Surgical removal (resection). Surgical treatment of a small brain AVM is relatively safe and effective. A section of skull is removed temporarily to gain access to the AVM. The neurosurgeon, aided by a high-powered microscope, seals off the AVM with special clips and carefully removes it from surrounding brain tissue. The skull bone is then reattached, and the scalp is closed with stitches.
Resection is usually done when the AVM can be removed with acceptable risk to prevent hemorrhage or seizures. AVMs that are in deep brain regions carry a higher risk of complications. In these cases, other treatments may be considered.

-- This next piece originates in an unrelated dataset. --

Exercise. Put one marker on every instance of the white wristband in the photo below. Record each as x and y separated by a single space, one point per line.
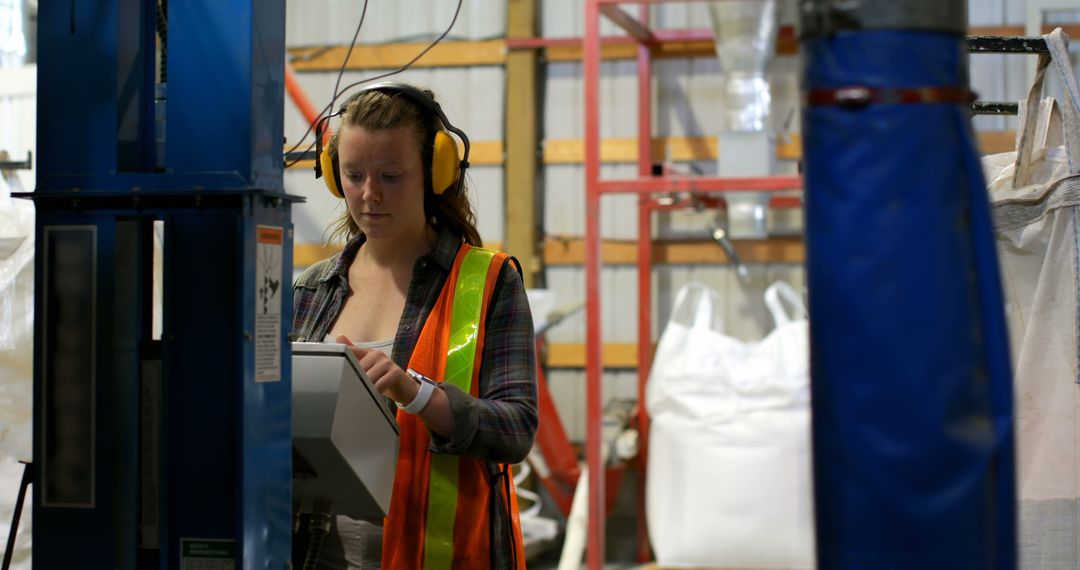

Endovascular embolization. During this procedure, a long, thin tube called a catheter is inserted into a leg artery and threaded through the body to the brain arteries. The catheter is positioned in one of the feeding arteries to the AVM, and small particles of a glue-like substance are injected to block the vessel and reduce blood flow into the AVM.
Endovascular embolization may be done alone, before other treatments to reduce the size of the AVM, or before surgery to reduce the chance of bleeding during the operation. In some large brain AVMs, endovascular embolization may reduce stroke-like symptoms by redirecting blood back to normal brain tissue.
- Stereotactic radiosurgery. This treatment uses precisely focused radiation to destroy the AVM. The radiation causes the AVM vessels to slowly clot off in the months or years following the treatment. This treatment works best for small AVMs and for those that have not caused a life-threatening hemorrhage.
If you have few or no symptoms or your AVM is in an area of your brain that's hard to treat, your doctor may advocate a more conservative approach and monitor your condition with regular checkups.